The insertTrackBoxes function inserts bounding boxes in an image.

type insertTrackBoxes.m

function I = insertTrackBoxes(I, tracks, positionSelector)
    if isempty(tracks)
        return
    end

    bboxes = getTrackPositions(tracks, positionSelector);
    for i=1:size(bboxes,1)
        box = bboxes(i, :);
        I = insertShape(I,'Rectangle',int32(box));
    end
end

Configure Code Generation Configuration Object

To generate a standalone executable for the detectandTrack entry-point function, use the coder.config function to create a coder.EmbeddedCodeConfig object for an exe target. This object contains the configuration parameters that the codegen function uses for generating an executable program with Embedded Coder™.

ecfg = coder.config('exe');

Specify an example main C function that the code generator compiles to create a test executable.

ecfg.GenerateExampleMain = 'GenerateCodeAndCompile';

Optimize the build for faster running executables and specify that the code generator does not produce code to handle integer overflow and produces code to support nonfinite values (Inf and Nan) only if they are used.

ecfg.BuildConfiguration = 'Faster Runs';
ecfg.SaturateOnIntegerOverflow = false;
ecfg.SupportNonFinite = true;

Allocate memory dynamically on the heap for variable-size arrays whose size (in bytes) is greater than or equal to the value of the DynamicMemoryAllocationThreshold parameters.
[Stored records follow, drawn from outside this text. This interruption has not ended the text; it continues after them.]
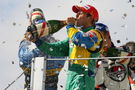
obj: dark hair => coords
[86,13,91,17]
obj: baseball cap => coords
[72,5,99,22]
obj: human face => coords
[75,11,91,28]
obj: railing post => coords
[30,57,46,90]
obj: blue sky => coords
[0,0,135,90]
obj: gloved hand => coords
[95,23,109,32]
[25,24,39,42]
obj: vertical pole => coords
[30,57,46,90]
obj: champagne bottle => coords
[47,20,66,34]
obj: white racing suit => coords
[18,37,65,90]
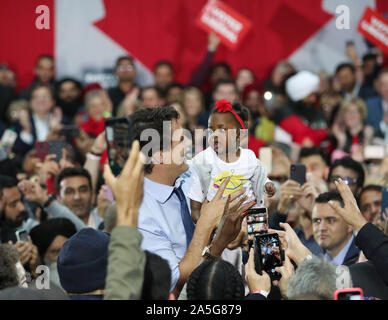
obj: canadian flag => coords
[0,0,388,87]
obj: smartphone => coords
[15,230,28,241]
[1,129,18,149]
[364,146,385,159]
[59,125,80,139]
[290,163,306,186]
[334,288,364,300]
[34,141,49,162]
[259,147,272,172]
[48,140,67,163]
[254,233,284,280]
[247,207,268,251]
[381,187,388,221]
[105,116,133,176]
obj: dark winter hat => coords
[57,228,110,293]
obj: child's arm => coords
[190,200,202,223]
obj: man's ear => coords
[168,292,176,300]
[324,166,330,181]
[151,151,163,164]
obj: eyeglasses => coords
[117,65,133,71]
[329,176,358,186]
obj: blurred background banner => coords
[0,0,388,87]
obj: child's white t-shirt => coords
[188,147,264,202]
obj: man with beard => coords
[57,78,82,122]
[57,168,104,230]
[274,71,327,147]
[108,56,137,115]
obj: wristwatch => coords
[202,245,221,260]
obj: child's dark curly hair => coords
[187,260,244,300]
[211,102,249,128]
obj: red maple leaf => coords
[95,0,332,83]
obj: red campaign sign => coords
[357,8,388,53]
[196,0,252,49]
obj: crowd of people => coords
[0,34,388,300]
ecfg.EnableDynamicMemoryAllocation = true; 
ecfg.DynamicMemoryAllocationThreshold = 2e8;

Because this example generates code from Automated Driving Toolbox™ and Computer Vision Toolbox™ functions, the generated code must be portable and not rely on 3rd party libraries. To generate portable code that you can retarget for an Intel device, create a coder.HardwareImplementation object and specify a nonhost target. Then, configure the production hardware settings to match those of an Intel device.

ecfg.HardwareImplementation.ProdHWDeviceType = "Generic->Custom";
ecfg.HardwareImplementation.ProdBitPerLong = 64;
ecfg.HardwareImplementation.ProdBitPerPointer = 64;
ecfg.HardwareImplementation.ProdBitPerPtrDiffT = 64;
ecfg.HardwareImplementation.ProdBitPerSizeT = 64;
ecfg.HardwareImplementation.ProdEndianess = "LittleEndian";
ecfg.HardwareImplementation.ProdIntDivRoundTo = "Zero";
ecfg.HardwareImplementation.ProdLargestAtomicFloat = "Float";
ecfg.HardwareImplementation.ProdWordSize = 64;

For some Image Processing Toolbox™ functions, the code generator uses the OpenMP application interface to support shared-memory, multicore code generation. To achieve the highest frame rate and avoid inefficiencies due to the processor trying to use too many threads, consider specifying a maximum number of threads to run parallel for-Loops in the generated code. To do so, set the OpenMP environment variable, OMP_NUM_THREADS, to a number less than or equal to the number of cores in your processor. For more information, see https://www.openmp.org/specifications/. This example sets this variable to 4.

setenv('OMP_NUM_THREADS','4')

Generate Non-SIMD Code

inputs = coder.Constant(CAMVideoURL);
evalc('codegen -args inputs -config ecfg detectAndTrack.m');

Run the executable and observe the frame rate at the top left of the video. This example runs the executable on Windows. To run the executable on Linux, change the command to !./detectAndTrack.

!detectAndTrack.exe

Generate SIMD Code

Configure the code generation configuration object to generate SIMD code using AVX2 technology.

ecfg.InstructionSetExtensions = "AVX2";

Generate code.

evalc('codegen -args inputs -config ecfg detectAndTrack.m');

Run the executable and observe the higher frame rate.

!detectAndTrack.exe

References

[1] Brostow, Gabriel J., Julien Fauqueur, and Roberto Cipolla. "Semantic object classes in video: A high-definition ground truth database." Pattern Recognition Letters 30.2 (2009): 88-97.